Amazon is marketing a facial recognition service to law enforcement, according to documents obtained by the American Civil Liberties Union.

Marketing materials for the service, known as Rekognition, tout its ability to identify and track “people of interest,” scan images against a massive database of faces, and monitor “all faces in group photos, crowded events, and public places”—such as airports or protests.

Amazon is already working with customers to implement Rekognition, providing troubleshooting and consulting services. Records requests to two Rekognition customers—the city of Orlando and Oregon’s Washington County Sheriff’s Office—suggest that neither municipality notified the public or implemented rules for the service’s use to protect citizens’ civil rights.

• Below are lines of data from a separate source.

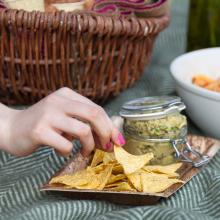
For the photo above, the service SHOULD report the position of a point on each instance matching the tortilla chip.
(97, 158)
(79, 178)
(122, 186)
(109, 158)
(104, 176)
(114, 178)
(169, 170)
(155, 183)
(129, 162)
(117, 169)
(135, 179)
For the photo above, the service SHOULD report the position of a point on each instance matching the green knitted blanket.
(20, 178)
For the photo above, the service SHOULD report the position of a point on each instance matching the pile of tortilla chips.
(121, 171)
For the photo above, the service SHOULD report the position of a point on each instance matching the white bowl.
(203, 106)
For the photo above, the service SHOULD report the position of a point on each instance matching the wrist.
(6, 121)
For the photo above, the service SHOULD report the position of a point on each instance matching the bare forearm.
(6, 115)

Internal emails show that at least one employee in Washington County warned that the “ACLU might consider this the government getting in bed with big data.”

The technology is ripe for abuse, according to the ACLU.

“If police body cameras, for example, were outfitted with facial recognition, devices intended for officer transparency and accountability would further transform into surveillance machines aimed at the public,” the ACLU wrote in a blog post Tuesday. “With this technology, police would be able to determine who attends protests. ICE could seek to continuously monitor immigrants as they embark on new lives.”

Law enforcement in both California and Arizona have expressed interest in Amazon’s Rekognition service as well.